Cuando quedaba una semana para que tuviese lugar la excursión, a los padres de Segis los llamaron al colegio. La directora les explicó que le habían pegado a su hijo en el patio durante el recreo. Les explicó que sabían quiénes habían sido y también las razones de la agresión. Era sencillo, dijo la directora. Ningún chico quería compartir habitación con su hijo, y, claro está, aunque un par de chicas se habían ofrecido a hacerlo, ni el colegio ni los padres de éstas, añadió, permitirían jamás que eso ocurriese. Su hijo, entonces, había insultado a los compañeros por negarse a acogerlo y unos cuantos, dirigidos por Leo, le habían zurrado. Aunque la agresión no tenía justificación alguna y los responsables iban a ser sancionados, todo esto se podría haber evitado, continuó la directora, si los padres de Segis hubiesen calculado los riesgos de alentar a su hijo a realizar una actividad de ese tipo conociendo sus circunstancias. Cuando los padres salieron del despacho de la directora, se miraron y no pronunciaron palabra alguna. Sin embargo, la madre se preguntaba una y otra vez por qué la directora había calificado aquello de sencillo. ¿Sencillo?, Dios mío, si tan sólo fuese un poco sencillo.
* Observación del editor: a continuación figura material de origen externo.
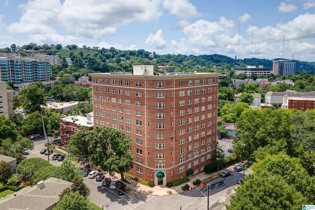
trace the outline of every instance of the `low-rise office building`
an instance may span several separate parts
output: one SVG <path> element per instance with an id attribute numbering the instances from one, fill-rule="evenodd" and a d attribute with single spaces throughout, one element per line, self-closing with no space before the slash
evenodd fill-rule
<path id="1" fill-rule="evenodd" d="M 93 112 L 87 114 L 86 116 L 67 116 L 61 118 L 60 120 L 60 135 L 62 143 L 64 147 L 66 147 L 68 144 L 68 140 L 70 139 L 71 136 L 76 133 L 80 127 L 86 126 L 88 130 L 91 130 L 94 128 Z"/>

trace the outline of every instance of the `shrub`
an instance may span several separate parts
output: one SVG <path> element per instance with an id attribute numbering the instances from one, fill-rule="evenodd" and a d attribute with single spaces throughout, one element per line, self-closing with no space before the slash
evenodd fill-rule
<path id="1" fill-rule="evenodd" d="M 6 188 L 6 186 L 2 186 L 2 187 L 0 187 L 0 192 L 3 192 L 4 190 L 6 190 L 7 189 L 7 188 Z"/>
<path id="2" fill-rule="evenodd" d="M 180 185 L 184 183 L 185 182 L 187 182 L 189 181 L 190 180 L 189 179 L 189 177 L 183 177 L 180 180 L 174 180 L 173 181 L 171 181 L 170 182 L 166 183 L 166 186 L 168 187 L 174 187 L 175 186 Z"/>
<path id="3" fill-rule="evenodd" d="M 173 186 L 173 183 L 172 182 L 166 183 L 166 186 L 168 187 L 172 187 Z"/>
<path id="4" fill-rule="evenodd" d="M 19 174 L 13 174 L 8 180 L 7 184 L 9 185 L 16 186 L 19 183 L 21 176 Z"/>
<path id="5" fill-rule="evenodd" d="M 18 187 L 16 187 L 15 186 L 12 185 L 6 185 L 6 187 L 8 189 L 11 190 L 12 191 L 14 191 L 16 192 L 17 191 L 19 191 L 20 188 Z"/>
<path id="6" fill-rule="evenodd" d="M 200 184 L 200 183 L 201 183 L 201 180 L 199 179 L 197 179 L 197 180 L 196 180 L 195 182 L 196 182 L 196 184 Z"/>

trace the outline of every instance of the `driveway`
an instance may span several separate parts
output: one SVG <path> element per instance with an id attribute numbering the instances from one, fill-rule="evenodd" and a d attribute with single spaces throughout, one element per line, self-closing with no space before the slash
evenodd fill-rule
<path id="1" fill-rule="evenodd" d="M 55 153 L 53 153 L 52 154 L 49 155 L 49 159 L 48 155 L 45 155 L 44 154 L 41 154 L 40 153 L 41 150 L 43 149 L 47 148 L 47 147 L 45 147 L 45 143 L 47 143 L 47 139 L 45 140 L 45 137 L 43 136 L 41 136 L 35 139 L 32 140 L 32 141 L 34 143 L 34 149 L 29 150 L 30 154 L 27 155 L 27 158 L 40 157 L 41 158 L 48 160 L 49 161 L 49 163 L 55 166 L 59 166 L 61 165 L 63 163 L 62 161 L 52 160 L 51 159 L 51 157 Z"/>
<path id="2" fill-rule="evenodd" d="M 227 150 L 230 148 L 233 148 L 233 141 L 231 139 L 222 139 L 221 140 L 218 139 L 218 142 L 221 146 L 221 148 L 224 152 L 224 154 L 226 156 L 230 156 L 231 153 L 227 152 Z"/>
<path id="3" fill-rule="evenodd" d="M 102 206 L 104 210 L 136 209 L 156 197 L 137 193 L 130 189 L 127 189 L 125 194 L 118 195 L 117 189 L 110 189 L 109 185 L 103 186 L 102 182 L 96 181 L 95 179 L 85 177 L 84 182 L 91 190 L 89 199 L 97 205 Z"/>
<path id="4" fill-rule="evenodd" d="M 209 181 L 209 206 L 215 210 L 225 209 L 229 203 L 231 195 L 235 193 L 238 185 L 236 180 L 243 177 L 243 172 L 231 172 L 231 176 L 218 178 Z M 128 189 L 126 194 L 119 196 L 117 190 L 111 190 L 109 186 L 102 186 L 101 182 L 94 179 L 84 178 L 84 183 L 91 190 L 90 199 L 104 210 L 200 210 L 207 208 L 207 188 L 195 187 L 191 191 L 180 194 L 156 196 L 145 195 Z"/>

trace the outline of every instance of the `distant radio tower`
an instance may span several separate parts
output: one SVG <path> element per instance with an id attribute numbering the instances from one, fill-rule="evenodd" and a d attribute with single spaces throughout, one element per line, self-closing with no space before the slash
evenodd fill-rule
<path id="1" fill-rule="evenodd" d="M 237 52 L 237 59 L 240 59 L 240 33 L 241 32 L 241 21 L 238 26 L 238 52 Z"/>
<path id="2" fill-rule="evenodd" d="M 254 25 L 252 25 L 252 40 L 254 38 Z"/>
<path id="3" fill-rule="evenodd" d="M 282 47 L 282 58 L 284 58 L 284 39 L 285 38 L 285 35 L 284 35 L 284 46 Z"/>

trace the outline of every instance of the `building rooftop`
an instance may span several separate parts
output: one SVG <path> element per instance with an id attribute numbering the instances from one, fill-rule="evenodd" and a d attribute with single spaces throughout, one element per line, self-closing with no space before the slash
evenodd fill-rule
<path id="1" fill-rule="evenodd" d="M 52 102 L 46 104 L 46 107 L 50 109 L 63 108 L 70 106 L 77 105 L 78 101 L 69 101 L 68 102 Z"/>
<path id="2" fill-rule="evenodd" d="M 59 200 L 59 195 L 72 184 L 69 181 L 51 177 L 43 181 L 43 187 L 38 184 L 27 187 L 14 194 L 6 196 L 0 200 L 0 209 L 45 210 Z"/>
<path id="3" fill-rule="evenodd" d="M 315 97 L 315 91 L 287 92 L 287 97 Z"/>
<path id="4" fill-rule="evenodd" d="M 291 90 L 291 91 L 294 91 L 294 90 Z M 287 91 L 287 92 L 273 92 L 272 91 L 268 91 L 266 93 L 265 93 L 265 95 L 270 95 L 270 96 L 283 96 L 284 95 L 287 94 L 288 92 L 289 92 L 289 91 Z"/>
<path id="5" fill-rule="evenodd" d="M 16 160 L 16 158 L 9 157 L 8 156 L 3 155 L 2 154 L 0 154 L 0 161 L 4 160 L 7 163 L 8 163 L 14 160 Z"/>
<path id="6" fill-rule="evenodd" d="M 64 122 L 71 122 L 79 126 L 93 127 L 93 112 L 88 113 L 87 117 L 80 115 L 67 116 L 61 120 Z"/>

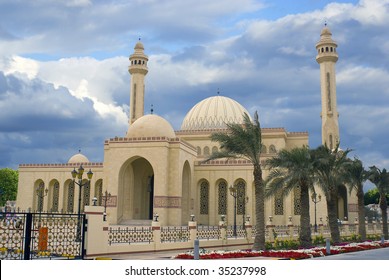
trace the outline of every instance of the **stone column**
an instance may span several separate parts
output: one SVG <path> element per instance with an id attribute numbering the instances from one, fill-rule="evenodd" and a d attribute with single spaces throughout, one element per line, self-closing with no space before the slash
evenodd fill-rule
<path id="1" fill-rule="evenodd" d="M 161 248 L 161 224 L 158 221 L 151 222 L 151 229 L 153 230 L 154 250 Z"/>

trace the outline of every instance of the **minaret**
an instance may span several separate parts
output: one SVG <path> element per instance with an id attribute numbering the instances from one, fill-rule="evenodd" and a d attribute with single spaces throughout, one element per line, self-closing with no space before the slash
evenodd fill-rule
<path id="1" fill-rule="evenodd" d="M 321 31 L 320 41 L 316 44 L 316 61 L 320 65 L 322 144 L 326 144 L 330 149 L 335 148 L 340 141 L 335 80 L 337 46 L 326 24 Z"/>
<path id="2" fill-rule="evenodd" d="M 144 115 L 145 76 L 148 72 L 147 62 L 149 58 L 144 53 L 144 47 L 140 39 L 136 43 L 134 53 L 130 55 L 129 59 L 131 63 L 128 67 L 128 72 L 131 74 L 129 124 L 131 125 Z"/>

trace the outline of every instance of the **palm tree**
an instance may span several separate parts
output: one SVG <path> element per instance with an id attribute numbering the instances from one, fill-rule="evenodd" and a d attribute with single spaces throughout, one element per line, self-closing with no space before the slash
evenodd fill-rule
<path id="1" fill-rule="evenodd" d="M 282 191 L 283 196 L 300 187 L 300 244 L 303 247 L 312 246 L 309 215 L 309 190 L 313 189 L 313 162 L 307 147 L 294 148 L 290 151 L 281 150 L 277 156 L 266 160 L 270 168 L 266 179 L 265 196 L 269 197 Z"/>
<path id="2" fill-rule="evenodd" d="M 363 167 L 362 161 L 358 158 L 350 160 L 349 165 L 347 165 L 346 177 L 344 178 L 346 184 L 349 185 L 350 193 L 353 190 L 357 192 L 358 200 L 358 233 L 361 236 L 362 240 L 366 240 L 366 226 L 365 226 L 365 203 L 363 192 L 363 184 L 368 180 L 370 173 L 365 170 Z"/>
<path id="3" fill-rule="evenodd" d="M 333 150 L 322 145 L 312 151 L 315 181 L 323 190 L 326 198 L 328 223 L 334 243 L 341 241 L 337 213 L 338 187 L 344 184 L 346 166 L 350 164 L 347 154 L 350 151 L 340 150 L 339 144 Z"/>
<path id="4" fill-rule="evenodd" d="M 386 194 L 389 193 L 389 173 L 386 169 L 382 171 L 376 167 L 370 167 L 369 180 L 377 187 L 380 194 L 379 205 L 382 214 L 382 234 L 385 239 L 388 239 L 388 202 L 386 200 Z"/>
<path id="5" fill-rule="evenodd" d="M 243 115 L 243 124 L 227 123 L 226 132 L 216 132 L 211 140 L 219 142 L 220 151 L 213 152 L 206 161 L 218 158 L 244 158 L 253 165 L 255 187 L 255 222 L 256 234 L 253 250 L 265 250 L 265 199 L 262 179 L 260 153 L 262 147 L 261 126 L 258 113 L 254 114 L 254 121 L 249 115 Z"/>

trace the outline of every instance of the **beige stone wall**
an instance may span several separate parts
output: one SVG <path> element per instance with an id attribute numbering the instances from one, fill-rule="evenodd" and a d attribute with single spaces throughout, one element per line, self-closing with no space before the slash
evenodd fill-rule
<path id="1" fill-rule="evenodd" d="M 80 163 L 81 164 L 81 163 Z M 59 205 L 58 210 L 66 211 L 64 202 L 65 198 L 65 183 L 72 179 L 71 171 L 78 168 L 80 164 L 24 164 L 19 166 L 19 183 L 17 194 L 17 207 L 27 211 L 36 210 L 38 195 L 36 187 L 39 182 L 43 182 L 45 188 L 49 190 L 48 194 L 43 198 L 43 211 L 51 211 L 49 202 L 52 201 L 52 187 L 56 180 L 59 183 Z M 98 180 L 103 178 L 103 165 L 101 163 L 82 163 L 85 173 L 92 169 L 93 178 L 91 180 L 90 201 L 95 196 L 94 186 Z M 86 174 L 84 175 L 86 178 Z M 79 188 L 76 186 L 74 193 L 74 211 L 77 211 Z"/>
El hermano de Segis siguió sufriendo el acoso, la incomprensión y el aislamiento por parte de casi todos los chicos del pueblo hasta que acabó por marcharse de aquel lugar.
Ahora Segis se acababa de encontrar con Leo muchos años después en una ciudad lejos de aquel pueblo. Y Leo le había pedido que le echase una mano con su hijo mayor, un chaval con problemas de disciplina y de aprendizaje. Era el mes de las preinscripciones. Al hijo de Leo no le correspondía el instituto de Segis, ni por zona, ni por colegio de referencia, pero había oído hablar tanto de la buena labor que Segis y su equipo hacían con chavales como su hijo que por fuerza tenía que admitirlo. Eres mi salvación, le había dicho, y somos del mismo pueblo. Si los paisanos no se ayudan…
Ahí cortó Segis la historia. Yo alcancé a comentarle que ese tal Leo podría haber encontrado un argumento menos cazurro y lamenté lo que había tenido que pasar su hermano. Él siguió sin decir palabra. De forma un tanto autómata cogió la funda de sus gafas y esbozó una sonrisa amarga. Luego le pregunté si había aprovechado la ocasión para ponerlo en su sitio. Su expresión se hizo más amarga aún. Hizo un leve, pero costoso intento por responderme y, sin embargo, se dio media vuelta y desapareció.
Lo volví a ver en otro encuentro de directores al comienzo del curso siguiente. Dicho encuentro, auspiciado por los servicios de Inspección, tuvo lugar en su centro. Cuando lo estaba saludando en el recibidor, un chaval al que uno no le quitaría la vista de encima si se lo encontrase en una calle de noche, se le acercó para decirle que lo llamaba la profesora de Educación Especial. Ya voy, Leo, le dijo, ya voy.